Daniel Levin Quartet - "Blurry"
HatOLOGY - dist. Harmonia Mundi - 2008

> HatOLOGY 653 - distribution Harmonia Mundi

Daniel Levin : violoncelle / Nate Wooley : trompette / Matt Moran : vibraphone / Joe Morris : contrebasse.

Lors de la parution du précédent disque de Daniel Levin sur le même label (Some trees chroniqué dans ces pages), la spécificité de ce quartet nous avait semblé relever à la fois d’une instrumentation atypique mais aussi d’un travail sur la matière sonore qui s’apparente à la musique de chambre.

Blurry vient renforcer ce caractère en révélant de manière plus saisissante encore la beauté de cette musique. Même dans les passages les plus improvisés et les plus aventureux, on conserve une impression de profonde sérénité (Improvisation II). En incluant dans cette formation l’excellent contrebassiste Joe Morris, Daniel Levin se libère des fonctions rythmiques et privilégie le jeu à l’archet, prenant le temps de développer ses idées en créant des espaces sonores très poétiques. A ce titre, l’exposé du thème de Law Years par le violoncelle permet de percevoir la qualité du toucher de Daniel Levin.

on aime !

Enregistré un an après Some Trees, Blurry permet de constater combien cette formation a gagné en maturité, a renforcé les spécificités de son univers en trouvant un juste équilibre dans les alliages de timbres (l’apport remarquable du vibraphone de Matt Moran). Une fois encore chez Hatology, la qualité de l’enregistrement, totalement neutre et respectueux des couleurs ne fait que renforcer la valeur de ce disque.

On attend maintenant que cette formation soit invitée en France pour la découvrir sur scène !

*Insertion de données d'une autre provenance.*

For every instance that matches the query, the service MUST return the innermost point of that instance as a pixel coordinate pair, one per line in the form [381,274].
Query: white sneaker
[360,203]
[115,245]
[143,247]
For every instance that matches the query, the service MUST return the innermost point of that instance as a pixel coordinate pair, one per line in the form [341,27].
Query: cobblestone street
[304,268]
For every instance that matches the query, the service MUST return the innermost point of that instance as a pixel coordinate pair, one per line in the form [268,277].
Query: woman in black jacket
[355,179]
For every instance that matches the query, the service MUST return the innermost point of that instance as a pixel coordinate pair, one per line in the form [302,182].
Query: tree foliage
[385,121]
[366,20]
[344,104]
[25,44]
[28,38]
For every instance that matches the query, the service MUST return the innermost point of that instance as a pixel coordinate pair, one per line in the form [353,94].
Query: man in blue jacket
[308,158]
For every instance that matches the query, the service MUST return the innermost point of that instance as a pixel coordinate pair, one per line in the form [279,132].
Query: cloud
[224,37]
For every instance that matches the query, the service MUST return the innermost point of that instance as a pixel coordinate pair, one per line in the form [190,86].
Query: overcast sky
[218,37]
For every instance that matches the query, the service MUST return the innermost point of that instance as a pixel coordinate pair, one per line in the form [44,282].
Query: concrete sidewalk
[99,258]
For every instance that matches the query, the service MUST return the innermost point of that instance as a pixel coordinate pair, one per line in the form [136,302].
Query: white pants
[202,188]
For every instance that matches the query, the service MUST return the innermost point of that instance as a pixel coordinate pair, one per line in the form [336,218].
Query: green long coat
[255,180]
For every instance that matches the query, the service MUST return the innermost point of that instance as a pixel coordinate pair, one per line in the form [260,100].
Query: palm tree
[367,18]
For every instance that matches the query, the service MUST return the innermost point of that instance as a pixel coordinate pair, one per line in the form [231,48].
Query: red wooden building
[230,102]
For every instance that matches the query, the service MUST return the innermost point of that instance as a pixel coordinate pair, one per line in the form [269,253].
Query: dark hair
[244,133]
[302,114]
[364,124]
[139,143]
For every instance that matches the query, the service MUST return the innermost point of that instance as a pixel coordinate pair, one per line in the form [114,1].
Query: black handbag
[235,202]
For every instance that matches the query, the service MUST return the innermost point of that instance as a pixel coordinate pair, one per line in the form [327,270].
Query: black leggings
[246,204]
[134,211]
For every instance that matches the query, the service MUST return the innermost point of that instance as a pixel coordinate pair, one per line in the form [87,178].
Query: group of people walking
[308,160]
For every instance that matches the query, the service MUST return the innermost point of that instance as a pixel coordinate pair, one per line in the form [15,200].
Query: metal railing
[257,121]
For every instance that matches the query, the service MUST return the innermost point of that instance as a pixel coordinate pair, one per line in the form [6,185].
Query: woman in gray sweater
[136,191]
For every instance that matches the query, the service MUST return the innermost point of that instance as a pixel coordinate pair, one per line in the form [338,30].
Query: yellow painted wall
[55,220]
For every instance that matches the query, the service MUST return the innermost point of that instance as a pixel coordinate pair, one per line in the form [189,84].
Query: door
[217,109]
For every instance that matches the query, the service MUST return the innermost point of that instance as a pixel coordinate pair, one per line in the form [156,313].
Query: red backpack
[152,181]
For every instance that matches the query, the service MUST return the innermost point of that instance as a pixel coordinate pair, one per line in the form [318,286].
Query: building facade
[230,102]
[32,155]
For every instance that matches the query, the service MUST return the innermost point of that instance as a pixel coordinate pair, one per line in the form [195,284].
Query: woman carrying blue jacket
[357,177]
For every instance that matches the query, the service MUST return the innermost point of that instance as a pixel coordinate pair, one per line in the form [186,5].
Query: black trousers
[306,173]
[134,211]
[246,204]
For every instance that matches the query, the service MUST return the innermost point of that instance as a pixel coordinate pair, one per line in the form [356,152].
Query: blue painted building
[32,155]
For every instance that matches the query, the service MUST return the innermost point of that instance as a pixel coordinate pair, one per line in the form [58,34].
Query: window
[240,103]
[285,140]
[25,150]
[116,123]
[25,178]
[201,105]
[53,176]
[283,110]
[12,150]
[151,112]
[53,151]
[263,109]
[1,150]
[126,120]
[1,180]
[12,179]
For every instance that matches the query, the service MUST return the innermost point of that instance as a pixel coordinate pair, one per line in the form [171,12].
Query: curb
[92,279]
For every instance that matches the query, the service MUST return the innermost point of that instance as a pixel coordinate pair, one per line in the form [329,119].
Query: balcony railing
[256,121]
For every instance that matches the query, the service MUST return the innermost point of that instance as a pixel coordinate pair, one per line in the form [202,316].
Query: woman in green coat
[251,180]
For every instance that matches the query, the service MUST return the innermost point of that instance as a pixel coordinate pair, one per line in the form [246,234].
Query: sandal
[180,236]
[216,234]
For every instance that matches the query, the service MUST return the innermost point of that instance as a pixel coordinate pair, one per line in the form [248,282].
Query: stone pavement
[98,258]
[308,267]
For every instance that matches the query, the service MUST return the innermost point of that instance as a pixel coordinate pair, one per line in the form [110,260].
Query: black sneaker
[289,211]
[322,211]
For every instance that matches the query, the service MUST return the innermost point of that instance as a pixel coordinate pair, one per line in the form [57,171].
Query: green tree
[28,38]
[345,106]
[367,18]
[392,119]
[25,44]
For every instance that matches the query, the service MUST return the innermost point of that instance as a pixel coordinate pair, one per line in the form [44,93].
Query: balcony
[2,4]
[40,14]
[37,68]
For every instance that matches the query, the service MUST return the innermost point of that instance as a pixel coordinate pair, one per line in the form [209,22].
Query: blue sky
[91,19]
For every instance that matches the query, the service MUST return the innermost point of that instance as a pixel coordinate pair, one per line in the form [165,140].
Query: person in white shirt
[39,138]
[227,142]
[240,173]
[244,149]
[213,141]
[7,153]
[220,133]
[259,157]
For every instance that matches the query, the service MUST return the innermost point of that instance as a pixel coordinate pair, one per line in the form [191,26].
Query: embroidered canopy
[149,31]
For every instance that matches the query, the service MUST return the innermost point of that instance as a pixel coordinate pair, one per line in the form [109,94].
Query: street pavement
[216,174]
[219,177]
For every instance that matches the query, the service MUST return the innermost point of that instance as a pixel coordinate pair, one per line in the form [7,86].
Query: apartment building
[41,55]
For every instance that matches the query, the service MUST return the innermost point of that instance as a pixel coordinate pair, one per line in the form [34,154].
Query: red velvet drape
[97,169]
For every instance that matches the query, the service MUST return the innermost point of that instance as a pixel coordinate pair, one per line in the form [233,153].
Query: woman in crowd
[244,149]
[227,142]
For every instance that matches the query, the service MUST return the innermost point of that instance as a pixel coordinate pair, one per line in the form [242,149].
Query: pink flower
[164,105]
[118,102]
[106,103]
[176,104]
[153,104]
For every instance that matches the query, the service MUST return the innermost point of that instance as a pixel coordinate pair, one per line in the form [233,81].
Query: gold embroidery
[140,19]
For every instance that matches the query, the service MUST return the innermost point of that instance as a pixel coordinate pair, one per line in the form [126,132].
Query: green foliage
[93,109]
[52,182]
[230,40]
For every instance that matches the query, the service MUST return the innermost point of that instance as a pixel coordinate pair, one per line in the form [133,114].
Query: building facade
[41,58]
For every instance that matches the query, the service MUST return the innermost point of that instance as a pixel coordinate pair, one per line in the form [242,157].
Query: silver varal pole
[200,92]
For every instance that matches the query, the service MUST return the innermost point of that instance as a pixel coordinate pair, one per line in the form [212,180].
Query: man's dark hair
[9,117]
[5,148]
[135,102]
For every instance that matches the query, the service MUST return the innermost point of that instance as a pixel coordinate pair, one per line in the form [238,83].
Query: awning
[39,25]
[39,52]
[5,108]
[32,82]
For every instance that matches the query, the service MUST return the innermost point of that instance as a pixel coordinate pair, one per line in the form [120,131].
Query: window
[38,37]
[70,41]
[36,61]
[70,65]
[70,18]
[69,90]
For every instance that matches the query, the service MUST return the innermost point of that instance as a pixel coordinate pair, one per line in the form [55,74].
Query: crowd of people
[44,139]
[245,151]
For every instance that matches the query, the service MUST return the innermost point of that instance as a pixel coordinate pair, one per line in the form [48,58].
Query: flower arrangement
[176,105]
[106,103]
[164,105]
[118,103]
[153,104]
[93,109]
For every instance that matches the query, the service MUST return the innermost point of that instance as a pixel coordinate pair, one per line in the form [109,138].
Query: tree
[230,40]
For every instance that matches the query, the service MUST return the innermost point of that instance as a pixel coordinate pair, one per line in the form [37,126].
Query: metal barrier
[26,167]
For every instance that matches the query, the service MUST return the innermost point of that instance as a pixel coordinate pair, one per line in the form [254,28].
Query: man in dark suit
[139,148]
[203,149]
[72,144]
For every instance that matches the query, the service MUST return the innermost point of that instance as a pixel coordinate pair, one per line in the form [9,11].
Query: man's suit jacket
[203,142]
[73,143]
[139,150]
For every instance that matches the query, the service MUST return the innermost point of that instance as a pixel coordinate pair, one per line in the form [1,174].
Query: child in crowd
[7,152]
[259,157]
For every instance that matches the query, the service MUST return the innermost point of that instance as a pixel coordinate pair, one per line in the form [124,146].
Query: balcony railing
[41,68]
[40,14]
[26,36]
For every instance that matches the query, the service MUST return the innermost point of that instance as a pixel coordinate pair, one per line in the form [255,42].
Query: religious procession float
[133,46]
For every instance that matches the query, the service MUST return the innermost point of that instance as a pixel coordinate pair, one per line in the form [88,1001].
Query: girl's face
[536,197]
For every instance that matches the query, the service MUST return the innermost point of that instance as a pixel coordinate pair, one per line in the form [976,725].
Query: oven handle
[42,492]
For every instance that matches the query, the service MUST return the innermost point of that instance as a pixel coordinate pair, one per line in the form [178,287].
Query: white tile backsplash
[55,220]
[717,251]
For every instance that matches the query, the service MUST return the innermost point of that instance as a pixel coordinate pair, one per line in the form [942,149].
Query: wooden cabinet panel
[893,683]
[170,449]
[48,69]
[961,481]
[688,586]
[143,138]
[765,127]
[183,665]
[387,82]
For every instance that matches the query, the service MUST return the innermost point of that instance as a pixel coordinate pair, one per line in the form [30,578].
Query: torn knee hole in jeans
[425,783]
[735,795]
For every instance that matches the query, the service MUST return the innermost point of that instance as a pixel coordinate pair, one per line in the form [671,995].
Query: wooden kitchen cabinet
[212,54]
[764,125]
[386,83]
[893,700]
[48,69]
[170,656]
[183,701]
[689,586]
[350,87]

Compositions de Daniel Levin sauf indication contraire

1. Law Years (O. Coleman) / 2. Improvisation II (Levin, Wooley, Morran, Morris) / 3. 209 Willard Street / 4. Cannery Now / 5. Untitled / 6. Relaxin with Lee (C. Parker) / 7. Sad Song / 8. Blurry

Enregistré le 3 juin 2006 à Firehouse.

> Liens :

  • Lire aussi la chronique de Jean Buzelin à propos de ce disque dans le numéro 143 de la revue "Jazzman" (février 2008).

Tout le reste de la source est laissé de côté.